Looking ahead, as we stated in the outlook section of today’s press release, we currently expect our quarterly net financial expense to be approximately €40 million per quarter, subject to changes in foreign exchange rates, which are difficult to predict, and the amount of debt we have on the balance sheet. After taking the actions during Q2, Nokia no longer has material financial covenants in any of its financing instruments or activities.
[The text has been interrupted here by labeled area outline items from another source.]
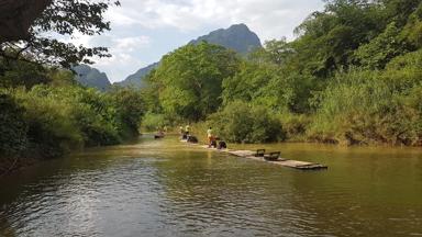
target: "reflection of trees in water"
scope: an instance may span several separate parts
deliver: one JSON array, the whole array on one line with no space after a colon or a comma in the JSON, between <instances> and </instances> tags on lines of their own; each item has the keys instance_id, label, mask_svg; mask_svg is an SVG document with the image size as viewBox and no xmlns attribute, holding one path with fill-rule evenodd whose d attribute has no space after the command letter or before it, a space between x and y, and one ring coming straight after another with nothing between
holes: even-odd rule
<instances>
[{"instance_id":1,"label":"reflection of trees in water","mask_svg":"<svg viewBox=\"0 0 422 237\"><path fill-rule=\"evenodd\" d=\"M14 237L18 236L13 227L8 222L7 217L0 212L0 236Z\"/></svg>"},{"instance_id":2,"label":"reflection of trees in water","mask_svg":"<svg viewBox=\"0 0 422 237\"><path fill-rule=\"evenodd\" d=\"M169 222L195 223L208 234L215 234L210 230L215 227L237 235L286 233L284 228L296 222L289 212L291 173L218 153L179 156L184 158L155 163Z\"/></svg>"}]
</instances>

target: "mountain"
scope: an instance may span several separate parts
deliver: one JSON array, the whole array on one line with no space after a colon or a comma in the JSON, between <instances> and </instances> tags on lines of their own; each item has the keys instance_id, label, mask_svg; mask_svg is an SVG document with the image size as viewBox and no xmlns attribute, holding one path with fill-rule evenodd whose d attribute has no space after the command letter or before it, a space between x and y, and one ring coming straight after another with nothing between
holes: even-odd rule
<instances>
[{"instance_id":1,"label":"mountain","mask_svg":"<svg viewBox=\"0 0 422 237\"><path fill-rule=\"evenodd\" d=\"M75 79L85 87L97 88L106 91L111 87L110 80L104 72L88 65L78 65L71 68L75 72Z\"/></svg>"},{"instance_id":2,"label":"mountain","mask_svg":"<svg viewBox=\"0 0 422 237\"><path fill-rule=\"evenodd\" d=\"M233 49L241 55L246 55L254 48L262 47L259 37L252 32L245 24L235 24L229 29L220 29L189 42L189 44L199 44L207 41L210 44L216 44L226 48ZM143 78L154 68L157 68L159 63L152 64L145 68L141 68L135 74L129 76L123 81L116 83L119 86L127 87L143 87Z\"/></svg>"},{"instance_id":3,"label":"mountain","mask_svg":"<svg viewBox=\"0 0 422 237\"><path fill-rule=\"evenodd\" d=\"M254 48L262 47L259 37L245 24L235 24L225 30L213 31L189 42L189 44L199 44L203 41L231 48L242 55L249 53Z\"/></svg>"},{"instance_id":4,"label":"mountain","mask_svg":"<svg viewBox=\"0 0 422 237\"><path fill-rule=\"evenodd\" d=\"M142 88L142 87L144 87L144 83L145 83L145 81L142 80L142 79L147 74L149 74L149 71L152 71L155 68L157 68L158 65L159 65L159 63L154 63L154 64L148 65L148 66L146 66L144 68L141 68L135 74L129 76L126 79L124 79L121 82L116 82L115 84L121 86L121 87L131 87L131 86L133 86L133 87Z\"/></svg>"}]
</instances>

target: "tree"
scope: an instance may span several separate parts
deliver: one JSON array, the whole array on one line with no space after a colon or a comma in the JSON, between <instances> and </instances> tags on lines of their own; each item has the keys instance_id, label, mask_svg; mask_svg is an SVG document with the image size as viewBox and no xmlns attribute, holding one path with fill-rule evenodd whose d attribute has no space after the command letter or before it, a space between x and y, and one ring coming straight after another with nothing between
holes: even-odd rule
<instances>
[{"instance_id":1,"label":"tree","mask_svg":"<svg viewBox=\"0 0 422 237\"><path fill-rule=\"evenodd\" d=\"M199 121L220 108L222 81L237 67L234 52L202 42L165 56L153 81L166 113Z\"/></svg>"},{"instance_id":2,"label":"tree","mask_svg":"<svg viewBox=\"0 0 422 237\"><path fill-rule=\"evenodd\" d=\"M52 35L66 37L76 32L95 35L110 30L110 22L104 21L103 13L111 4L119 5L120 2L53 0L30 27L25 38L0 44L0 57L65 68L79 63L90 64L88 58L92 56L108 57L110 55L104 47L76 46L53 38Z\"/></svg>"}]
</instances>

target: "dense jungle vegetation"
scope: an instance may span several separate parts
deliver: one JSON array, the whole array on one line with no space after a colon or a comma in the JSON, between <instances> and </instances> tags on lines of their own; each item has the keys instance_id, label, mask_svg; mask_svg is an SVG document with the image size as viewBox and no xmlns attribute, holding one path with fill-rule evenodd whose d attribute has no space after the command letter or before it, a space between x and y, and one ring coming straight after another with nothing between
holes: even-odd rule
<instances>
[{"instance_id":1,"label":"dense jungle vegetation","mask_svg":"<svg viewBox=\"0 0 422 237\"><path fill-rule=\"evenodd\" d=\"M422 145L422 1L330 0L246 58L203 42L166 55L145 127L213 126L229 142Z\"/></svg>"},{"instance_id":2,"label":"dense jungle vegetation","mask_svg":"<svg viewBox=\"0 0 422 237\"><path fill-rule=\"evenodd\" d=\"M101 34L110 29L103 12L119 2L53 2L29 40L0 47L2 167L121 143L141 121L147 129L212 126L236 143L422 145L420 0L330 0L295 41L269 41L247 56L189 44L164 56L147 87L106 93L80 87L67 69L108 57L107 48L45 32Z\"/></svg>"},{"instance_id":3,"label":"dense jungle vegetation","mask_svg":"<svg viewBox=\"0 0 422 237\"><path fill-rule=\"evenodd\" d=\"M119 144L138 135L144 102L138 90L106 93L79 86L69 70L110 56L107 48L60 42L110 30L103 13L118 1L54 0L19 42L0 44L0 176L71 149ZM48 34L46 34L48 33Z\"/></svg>"}]
</instances>

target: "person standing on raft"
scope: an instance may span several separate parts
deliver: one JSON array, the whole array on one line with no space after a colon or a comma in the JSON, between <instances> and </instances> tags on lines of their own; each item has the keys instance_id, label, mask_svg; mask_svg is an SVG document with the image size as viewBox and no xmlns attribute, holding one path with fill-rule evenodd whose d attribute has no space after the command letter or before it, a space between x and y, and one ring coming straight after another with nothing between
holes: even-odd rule
<instances>
[{"instance_id":1,"label":"person standing on raft","mask_svg":"<svg viewBox=\"0 0 422 237\"><path fill-rule=\"evenodd\" d=\"M212 142L214 140L214 137L212 136L212 127L210 127L207 131L207 137L208 137L208 147L211 147Z\"/></svg>"}]
</instances>

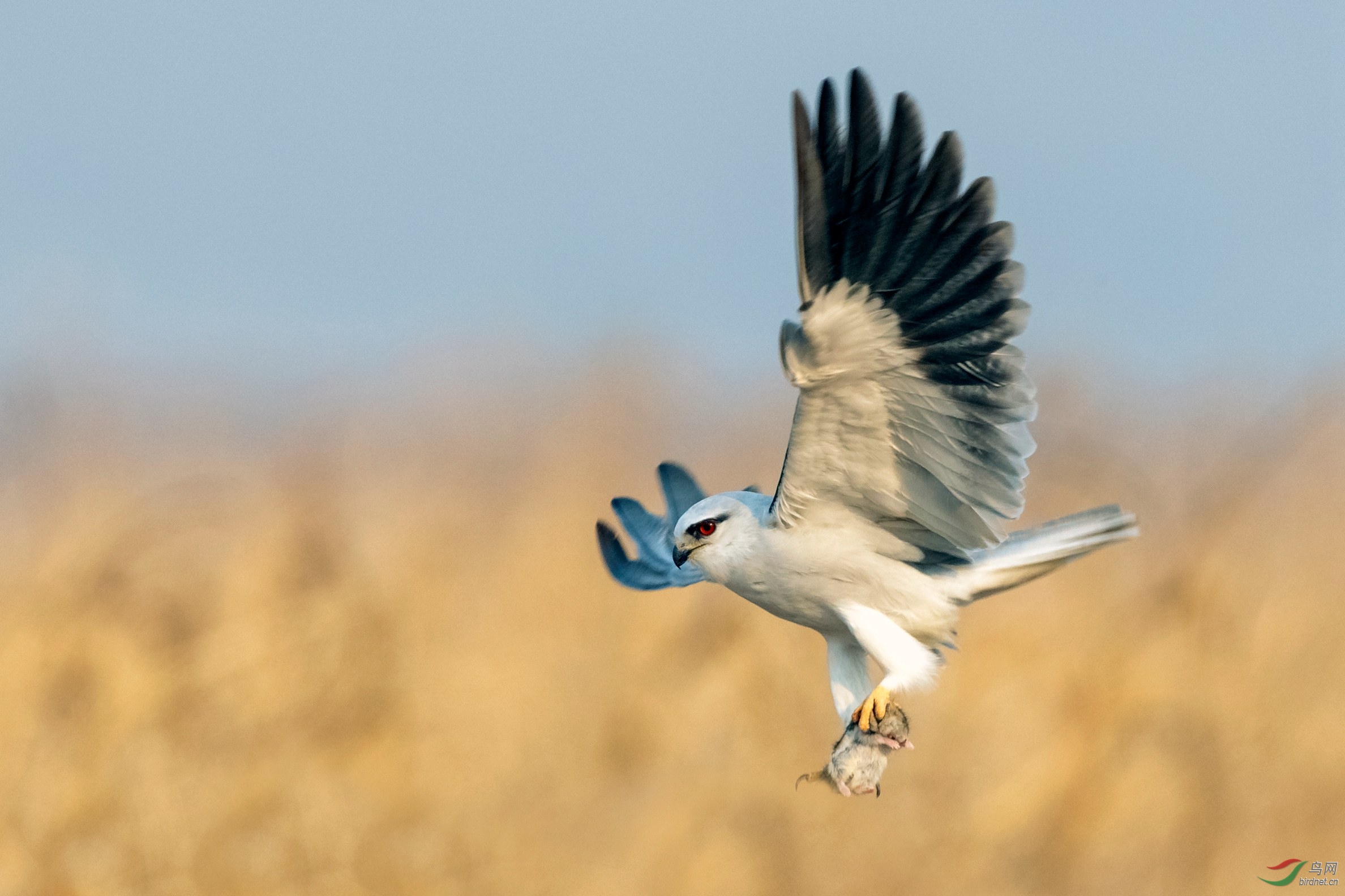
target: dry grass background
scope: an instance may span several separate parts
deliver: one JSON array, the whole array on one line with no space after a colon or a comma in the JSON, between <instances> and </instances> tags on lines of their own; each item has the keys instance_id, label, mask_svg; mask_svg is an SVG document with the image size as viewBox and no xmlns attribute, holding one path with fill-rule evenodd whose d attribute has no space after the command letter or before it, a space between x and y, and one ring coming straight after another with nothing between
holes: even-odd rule
<instances>
[{"instance_id":1,"label":"dry grass background","mask_svg":"<svg viewBox=\"0 0 1345 896\"><path fill-rule=\"evenodd\" d=\"M1145 537L971 607L846 801L794 790L822 639L593 544L664 455L771 486L787 390L691 427L601 379L278 442L11 400L0 893L1239 893L1341 857L1338 400L1048 390L1028 521L1120 500Z\"/></svg>"}]
</instances>

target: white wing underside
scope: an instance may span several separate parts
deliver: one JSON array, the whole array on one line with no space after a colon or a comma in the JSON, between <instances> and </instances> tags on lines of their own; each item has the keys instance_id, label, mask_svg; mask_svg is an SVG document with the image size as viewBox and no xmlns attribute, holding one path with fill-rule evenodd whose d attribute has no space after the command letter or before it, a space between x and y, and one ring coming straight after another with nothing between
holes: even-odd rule
<instances>
[{"instance_id":1,"label":"white wing underside","mask_svg":"<svg viewBox=\"0 0 1345 896\"><path fill-rule=\"evenodd\" d=\"M1026 313L1014 309L1009 313ZM997 544L1022 508L1026 422L987 423L976 403L927 379L901 321L862 283L814 296L802 326L785 322L780 356L799 403L776 493L779 525L838 512L952 556ZM999 353L1014 357L1005 345ZM982 442L999 434L997 446ZM998 449L987 457L987 449ZM919 555L909 557L921 559Z\"/></svg>"}]
</instances>

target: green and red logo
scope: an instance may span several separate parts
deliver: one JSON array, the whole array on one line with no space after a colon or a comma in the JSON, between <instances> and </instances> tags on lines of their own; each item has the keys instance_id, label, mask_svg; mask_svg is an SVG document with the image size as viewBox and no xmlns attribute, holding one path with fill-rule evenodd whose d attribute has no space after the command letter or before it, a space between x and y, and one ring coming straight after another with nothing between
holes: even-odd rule
<instances>
[{"instance_id":1,"label":"green and red logo","mask_svg":"<svg viewBox=\"0 0 1345 896\"><path fill-rule=\"evenodd\" d=\"M1298 862L1298 864L1294 865L1294 862ZM1266 868L1268 868L1270 870L1280 870L1283 868L1289 868L1290 865L1294 865L1294 870L1289 872L1287 875L1284 875L1279 880L1266 880L1264 877L1258 877L1256 880L1266 880L1266 883L1270 884L1271 887L1289 887L1290 884L1294 883L1294 879L1298 877L1298 872L1303 870L1303 865L1306 865L1306 864L1307 864L1306 860L1305 861L1299 861L1297 858L1286 858L1284 861L1282 861L1278 865L1267 865Z\"/></svg>"}]
</instances>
Now a few words on the acquisitions we announced during Q2. As part of our efforts to effectively deploy capital, we look at acquisitions primarily in two ways: first, as a way to add certain specific technologies or expertise to gain speed versus our own internal development; second, as a way to bring in products which we can leverage more broadly in the rest of our businesses and sales channels. We continue to have a very fragmented and rational approach as it relates to value creation through strategic transactions, a process we have applied to the benefit of our shareholders in recent time.
Earlier, Rajeev mentioned the acquisitions we announced in Q2. We believe all of these announcements are consistent with our M&A approach and our commitment to effectively deploy capital.
In closing, I’m pleased with the progress we have made in Q2, having closed the transaction with Microsoft at the end of April. We delivered a strong quarter, particularly in Networks, and are highly focused on capitalizing on the value creation opportunities we see ahead of us across all of our three businesses.
And with that, I’ll hand over to Matt for Q&A.
Matt Shimao – Head of Investor Relations
Thank you, Timo. For the Q&A session, we’ll extend the time a bit. Thank you for bearing with the technical difficulties. But please limit yourself to one question only. Carmen, please go ahead.